The KV cache interacts subtly: during the verification pass, the target model processes k+1 tokens in parallel, building cache for all of them. Accepted tokens' cache gets written; rejected tokens' cache is thrown away. This means you compute forward passes on tokens you ultimately discard, but the verification batch processes multiple tokens at once (higher GPU utilization).
| Metric | Regular Decoding | Speculative (k=4) | Speedup |
|---|---|---|---|
| Forward passes per output token | 1 | ~1.1–1.25 | 0.8–0.9× |
| Latency (wall-clock) | 1.0× | 0.7–0.85× | 1.2–1.4× |
| Throughput (tokens/sec) | 1.0× | 1.0–1.1× | 1.0–1.1× |
| KV cache overhead | Baseline | +5–10% (temp buffers) | Acceptable |
Speculative decoding trades a small increase in compute (wasted on rejected tokens) for much lower latency. It's effective when the draft model is fast (e.g., a 1B model as draft, 70B as target) and when the acceptance rate is high (>70%, which happens with well-calibrated models). Streaming applications benefit significantly.
from vllm import LLM, SamplingParams
import time
llm = LLM(model="mistralai/Mistral-7B-Instruct-v0.2",
enable_prefix_caching=True, # prefix cache = reuse shared prefixes
max_model_len=4096)
params = SamplingParams(temperature=0.0, max_tokens=64)

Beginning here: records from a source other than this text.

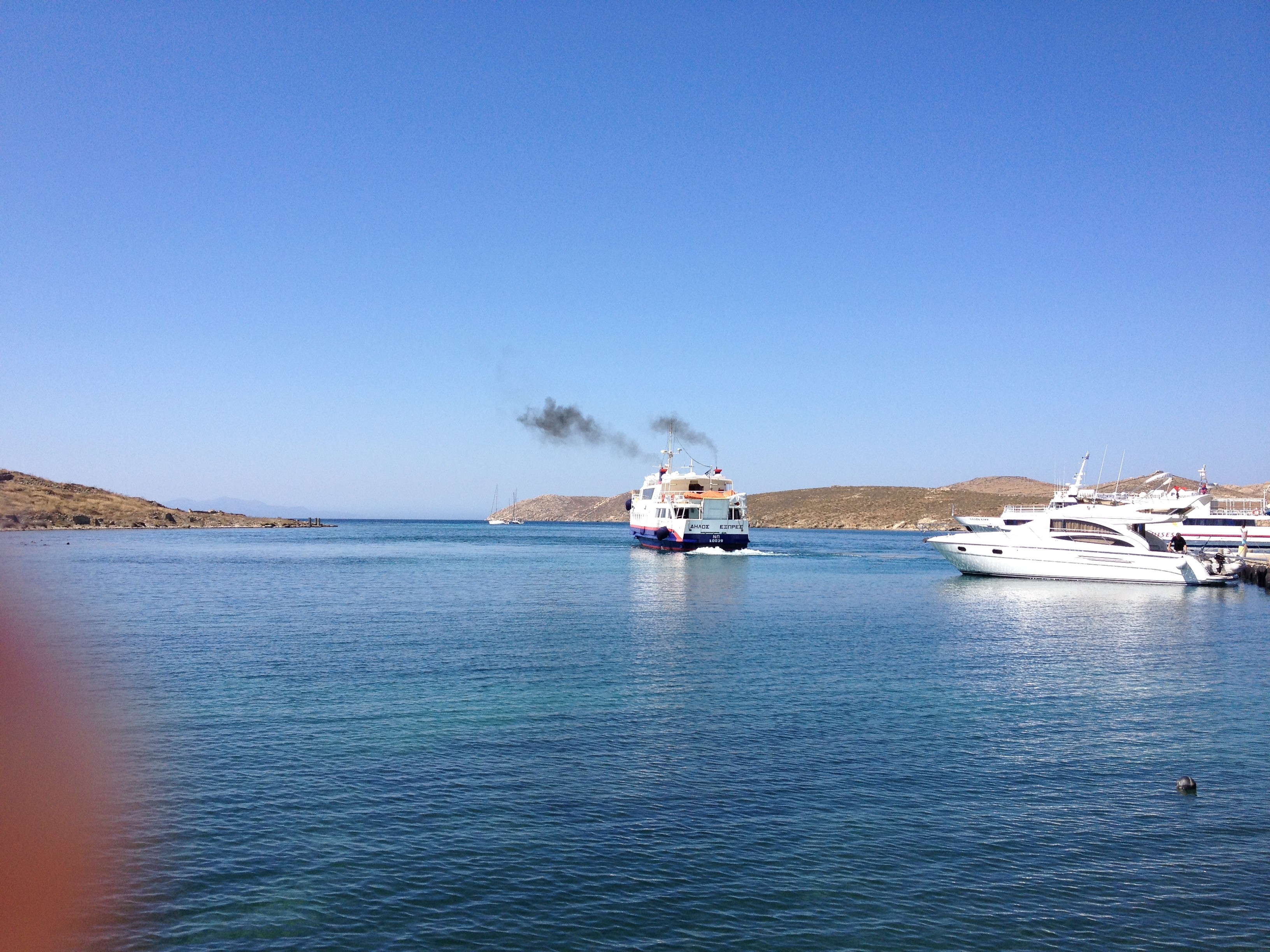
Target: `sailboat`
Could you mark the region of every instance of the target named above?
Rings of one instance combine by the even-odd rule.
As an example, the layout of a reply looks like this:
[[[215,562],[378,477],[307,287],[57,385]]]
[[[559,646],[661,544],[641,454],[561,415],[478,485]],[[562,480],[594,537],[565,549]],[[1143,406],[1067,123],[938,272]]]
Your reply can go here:
[[[498,512],[498,486],[494,486],[494,501],[489,506],[489,518],[485,520],[490,526],[507,526],[507,519],[495,519],[494,513]]]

# Simulate workload with shared system prompt (benefits from prefix caching)
SYSTEM_PROMPT = "You are a helpful assistant. " * 50 # ~50 tokens of shared prefix
queries = [
SYSTEM_PROMPT + f"Question {i}: What is {i} + {i}?"
for i in range(20)
]
# First batch — cold cache
t0 = time.perf_counter()
outputs_cold = llm.generate(queries, params)
cold_time = time.perf_counter() - t0
# Second batch — warm cache (same system prompt prefix)
t1 = time.perf_counter()
outputs_warm = llm.generate(queries, params)
warm_time = time.perf_counter() - t1
print(f"Cold cache: {cold_time:.2f}s")
print(f"Warm cache: {warm_time:.2f}s")
print(f"Speedup from prefix caching: {cold_time/warm_time:.1f}×")
# Typical: 1.5–3× speedup on workloads with long shared prefixes
In production serving systems, KV cache behavior is controlled by a handful of key parameters. Understanding these lets you trade off throughput, latency, and quality for your workload.
--max-model-len: The maximum sequence length. Larger values allow longer contexts but consume more cache. Set based on your longest expected request + prefill buffer.
--gpu-memory-utilization: Fraction of GPU VRAM to allocate to cache (typically 0.8–0.95). Higher = more concurrent requests, but risks OOM on bursts.
--enable-prefix-caching: Enable automatic caching and reuse of identical prefixes. Essential for workloads with shared system prompts.
--num-gpu-blocks-override: Manually specify cache block count. Useful for tuning to your VRAM constraints.
KV cache is an inference optimisation. Understand it in this order:
In transformer decoding, every new token attends to all previous tokens. Without caching, that's O(n²) work per token. See Transformers for the attention mechanics.
KV cache trades VRAM for speed. At 70B with FP16, the KV cache for a 32K context uses ~32GB. This is why quantised KV cache (FP8 or INT4) matters for long contexts.
vLLM implements PagedAttention (non-contiguous KV blocks) and prefix caching out of the box. For most teams, "use vLLM" is the entire KV cache strategy.